FIGS. 2A and 2B show a flowchart describing a method for receiving production recovery files in accordance with one or more embodiments described herein. The various steps outlined below may be performed by a client recovery service of any client infrastructure (see e.g., FIGS. 1A, 1B, and 1C). Further, while the various steps in the flowchart are presented and described sequentially, one of ordinary skill will appreciate that some or all steps may be executed in different orders, may be combined or omitted, and some or all steps may be executed in parallel.

Turning to FIG. 2A, in Step 200, inventory data is collected. In one or many embodiment(s) described herein, the inventory data may reflect a current configuration and/or state of the client production environment (see e.g., FIG. 1B). Further, said current configuration and/or state may reflect detailed information representative, as well as descriptive, of any hardware, software, connectivity, virtualization, and/or networking resources available across the client production environment.

In Step 202, based on the inventory data (collected in Step 200), a production inventory file is generated.

In Step 204, a lookup is performed on a client service database (see e.g., FIG. 1C) in search for an existing production inventory file. In one or many embodiment(s) described herein, an existing production inventory file (if any) may refer to a previously generated production inventory file.

In Step 206, based on the lookup on the client service database (performed in Step 204), a determination is made as to whether an existing production inventory file is stored/maintained on the client service database. In one or many embodiment(s) described herein, if it is determined that an existing production inventory file has not been identified, then the method proceeds to Step 208. On the other hand, in one or many other embodiment(s) described herein, if it is alternatively determined that an existing production inventory file has been identified, then the method alternatively proceeds to Step 210.

In Step 208, following the determination (made in Step 206) that an existing production inventory file is not stored/maintained on the client service database based on the lookup applied thereto (performed in Step 204), the production inventory file (generated in Step 202) is stored in the client service database.

Hereinafter, the method proceeds to Step 218 (described below).

In Step 210, following the alternate determination (made in Step 206) that an existing production inventory file is stored/maintained on the client service database based on the lookup applied thereto (performed in Step 204), a file difference is performed between (or entailing) the existing production inventory file and the production inventory file (generated in Step 202).

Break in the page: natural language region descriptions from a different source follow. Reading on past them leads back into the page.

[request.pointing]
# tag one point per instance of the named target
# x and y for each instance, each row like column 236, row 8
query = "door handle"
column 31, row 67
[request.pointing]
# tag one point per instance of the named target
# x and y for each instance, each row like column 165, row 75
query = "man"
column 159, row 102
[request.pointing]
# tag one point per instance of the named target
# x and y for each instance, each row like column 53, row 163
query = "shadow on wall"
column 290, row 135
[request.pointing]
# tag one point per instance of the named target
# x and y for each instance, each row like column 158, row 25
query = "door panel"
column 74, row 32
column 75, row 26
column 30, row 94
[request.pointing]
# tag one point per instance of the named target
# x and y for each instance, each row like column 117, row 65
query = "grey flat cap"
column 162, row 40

In one or many embodiment(s) described herein, the file difference may reference a software-defined, text-based comparison utility or technique through which one or more differences (if any) may be identified that differentiate(s) the production inventory file from the existing production inventory file (and/or vice versa).

In Step 212, based on the file difference (performed in Step 210), a determination is made as to whether any difference(s) has/have been identified between the existing production inventory file (found based on the alternate determination made in Step 206) and the production inventory file (generated in Step 202). In one or many embodiment(s) described herein, if it is determined that zero differences have been identified (i.e., the production inventory file matches the existing production inventory file), then the method proceeds to Step 214. On the other hand, in one or many other embodiment(s) described herein, if it is alternatively determined that at least one difference has been identified (i.e., the production inventory file mismatches the existing production inventory file), then the method alternatively proceeds to Step 216.

In Step 214, following the determination (made in Step 212) that zero differences have been identified between the existing production inventory file (found based on the alternate determination made in Step 206) and the production inventory file (generated in Step 202) based on the file difference (performed in Step 210), the production inventory file is discarded.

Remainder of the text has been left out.